If Aura is already deployed, there is no need to run it, as the common resources were already created in the past by other steps of the installer.

This step will create a resource group, a common storage account and a keyvault (if Confidential Computing is enabled) that will be shared between the different clusters and releases. This step just has to be done once the first time the environment is created.

$ aura deploy_common [-c $PATH_TO_CREDENTIALS_FILE] --cfg $PATH_TO_CONFIG_FILE -v "$VAULT_PASSWORD"

Where:

VAULT_PASSWORD: secret needed to decrypt the vaulted configuration. It will be provided by Aura APE Team.
PATH_TO_CREDENTIALS_FILE: path where the output file obtained during the service principal creation is stored. This parameter is optional as this info can be set as environment variables.
PATH_TO_CONFIG_FILE: path where the configuration file is stored.

Infra Deployment

To deploy the infrastructure step that will create the kubernetes cluster, use the following commands:

$ aura deploy_infra [-c $PATH_TO_CREDENTIALS_FILE] --cfg $PATH_TO_CONFIG_FILE -v "$VAULT_PASSWORD" [-f $PATH_TO_PRIVATE_KEY ]

Where:

VAULT_PASSWORD: secret needed to decrypt the vaulted configuration.
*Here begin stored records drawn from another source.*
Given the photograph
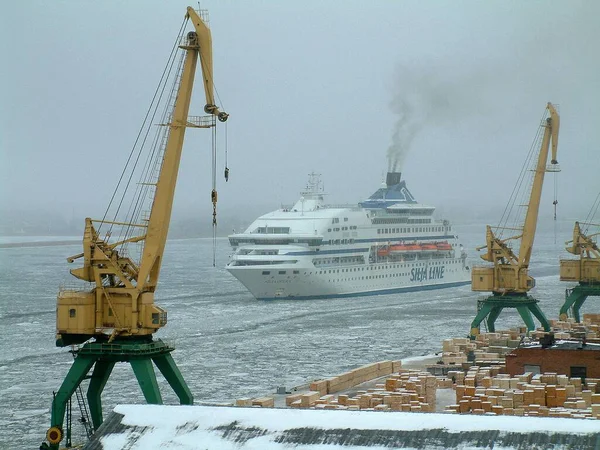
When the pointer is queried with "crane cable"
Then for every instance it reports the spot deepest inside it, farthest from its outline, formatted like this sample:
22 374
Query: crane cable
152 103
555 202
213 194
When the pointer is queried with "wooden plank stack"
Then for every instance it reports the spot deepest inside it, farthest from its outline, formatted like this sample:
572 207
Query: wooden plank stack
546 394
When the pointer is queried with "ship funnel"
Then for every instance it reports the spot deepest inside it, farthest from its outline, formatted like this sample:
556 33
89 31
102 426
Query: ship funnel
392 178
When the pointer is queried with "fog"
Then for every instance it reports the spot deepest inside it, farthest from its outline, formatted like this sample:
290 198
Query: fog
449 92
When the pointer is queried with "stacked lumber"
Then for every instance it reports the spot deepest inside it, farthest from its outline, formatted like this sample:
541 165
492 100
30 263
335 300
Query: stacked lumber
546 394
355 377
406 390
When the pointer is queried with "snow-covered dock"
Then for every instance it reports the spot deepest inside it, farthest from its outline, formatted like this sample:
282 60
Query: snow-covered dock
220 427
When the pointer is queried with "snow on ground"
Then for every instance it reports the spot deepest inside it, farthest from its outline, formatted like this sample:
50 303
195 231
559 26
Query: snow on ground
191 427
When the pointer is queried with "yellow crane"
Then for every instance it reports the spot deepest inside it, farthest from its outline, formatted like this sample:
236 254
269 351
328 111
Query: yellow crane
508 279
117 317
585 270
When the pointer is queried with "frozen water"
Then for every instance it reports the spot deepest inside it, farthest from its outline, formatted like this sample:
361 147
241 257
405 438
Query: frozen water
229 345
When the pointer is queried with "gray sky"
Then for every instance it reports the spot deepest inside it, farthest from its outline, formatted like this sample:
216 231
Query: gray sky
310 85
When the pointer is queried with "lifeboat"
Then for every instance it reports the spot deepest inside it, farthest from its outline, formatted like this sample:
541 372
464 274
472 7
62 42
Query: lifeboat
404 248
444 246
385 251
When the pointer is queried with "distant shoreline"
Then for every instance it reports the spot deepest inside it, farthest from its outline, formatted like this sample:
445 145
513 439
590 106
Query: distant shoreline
50 243
38 244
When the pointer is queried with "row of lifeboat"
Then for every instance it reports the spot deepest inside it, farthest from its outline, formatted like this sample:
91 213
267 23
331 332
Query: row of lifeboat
403 249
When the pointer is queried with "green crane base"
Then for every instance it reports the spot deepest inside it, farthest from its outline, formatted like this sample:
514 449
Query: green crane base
140 353
491 307
574 298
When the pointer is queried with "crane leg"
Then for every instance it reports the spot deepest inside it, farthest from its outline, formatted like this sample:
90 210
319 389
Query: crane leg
537 312
525 314
169 369
102 371
144 372
577 306
77 373
492 316
481 314
575 299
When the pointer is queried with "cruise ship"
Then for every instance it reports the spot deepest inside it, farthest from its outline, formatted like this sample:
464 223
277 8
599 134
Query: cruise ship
385 244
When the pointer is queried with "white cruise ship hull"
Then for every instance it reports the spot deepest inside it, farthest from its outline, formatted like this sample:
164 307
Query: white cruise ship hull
385 244
295 282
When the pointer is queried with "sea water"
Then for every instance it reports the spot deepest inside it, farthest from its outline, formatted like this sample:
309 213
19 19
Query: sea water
229 345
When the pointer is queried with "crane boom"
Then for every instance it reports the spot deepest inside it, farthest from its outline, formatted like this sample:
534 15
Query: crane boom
205 44
550 134
115 320
510 271
122 301
508 279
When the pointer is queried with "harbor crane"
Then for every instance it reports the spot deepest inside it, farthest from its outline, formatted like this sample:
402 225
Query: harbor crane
116 318
585 271
508 279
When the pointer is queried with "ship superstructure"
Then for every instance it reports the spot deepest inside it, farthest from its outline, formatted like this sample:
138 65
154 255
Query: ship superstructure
387 243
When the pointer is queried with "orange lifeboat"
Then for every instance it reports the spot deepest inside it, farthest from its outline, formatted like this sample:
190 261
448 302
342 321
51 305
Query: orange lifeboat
444 246
385 251
404 248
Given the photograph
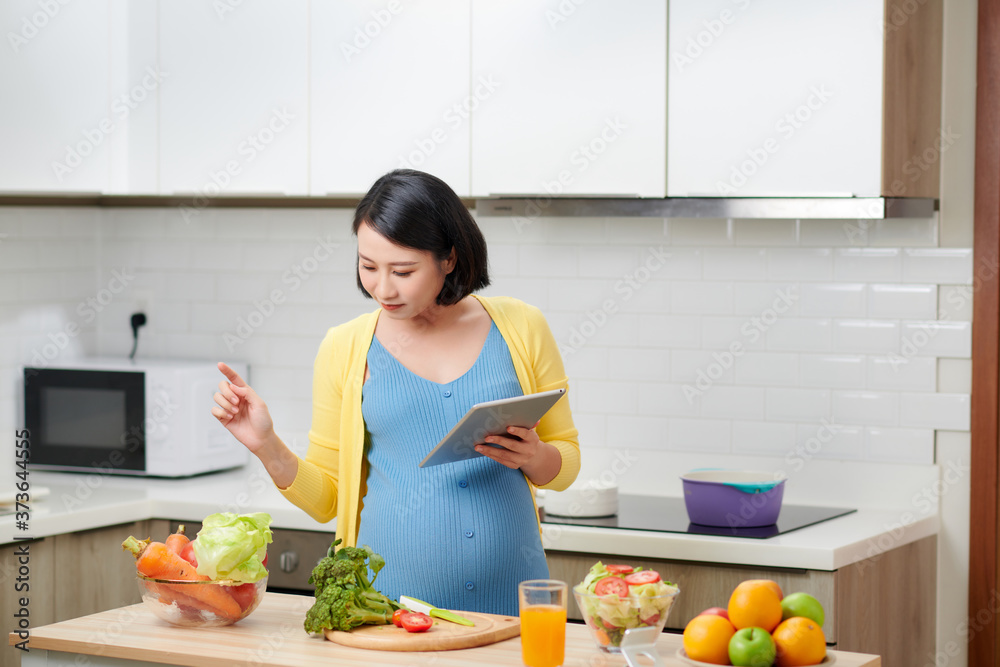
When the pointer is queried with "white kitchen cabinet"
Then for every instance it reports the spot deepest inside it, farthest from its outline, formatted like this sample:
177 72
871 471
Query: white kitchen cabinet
576 100
234 104
789 98
56 121
389 88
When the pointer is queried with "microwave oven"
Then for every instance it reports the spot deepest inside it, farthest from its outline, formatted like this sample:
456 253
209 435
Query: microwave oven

It will be provided by Aura APE Team.
PATH_TO_CREDENTIALS_FILE: path where the output file obtained during the service principal creation is stored. This parameter is optional as this info can be set as environment variables.
PATH_TO_CONFIG_FILE: path where the configuration file is stored.
PATH_TO_PRIVATE_KEY: path where the private key file is stored. Aura installer expects a private key file in the same directory named aura.pem, but -f option can be used to select it from another path.
If the key does not exist, the installer will create it during the infrastructure step.
⚠️ The virtual machines are associated with this key during the creation process so keep the key as it could be needed in the future.

As output of this step, the kubeconfig.json file is generated in the output_install directory, needed to interact with the kubernetes cluster.

System Deployment

To deploy the system step that will deploy the common services on top of the kubernetes cluster, use the following commands:

$ aura deploy_system [-c $PATH_TO_CREDENTIALS_FILE] --cfg $PATH_TO_CONFIG_FILE -v "$VAULT_PASSWORD"

Where:

VAULT_PASSWORD: secret needed to decrypt the vaulted configuration. It will be provided by Aura APE Team.
PATH_TO_CREDENTIALS_FILE: path where the output file obtained during the service principal creation is stored. This parameter is optional as this info can be set as environment variables.
PATH_TO_CONFIG_FILE: path where the configuration file is stored.

Core Deployment

To deploy Aura core, that will install the common services on top of the kubernetes cluster, use the following commands:

$ aura deploy_core [-c $PATH_TO_CREDENTIALS_FILE] --cfg $PATH_TO_CONFIG_FILE -v "$VAULT_PASSWORD"

Where:

VAULT_PASSWORD: secret needed to decrypt the vaulted configuration. It will be provided by Aura APE Team.
PATH_TO_CREDENTIALS_FILE: path where the output file obtained during the service principal creation is stored. This parameter is optional as this info can be set as environment variables.
PATH_TO_CONFIG_FILE: path where the configuration file is stored.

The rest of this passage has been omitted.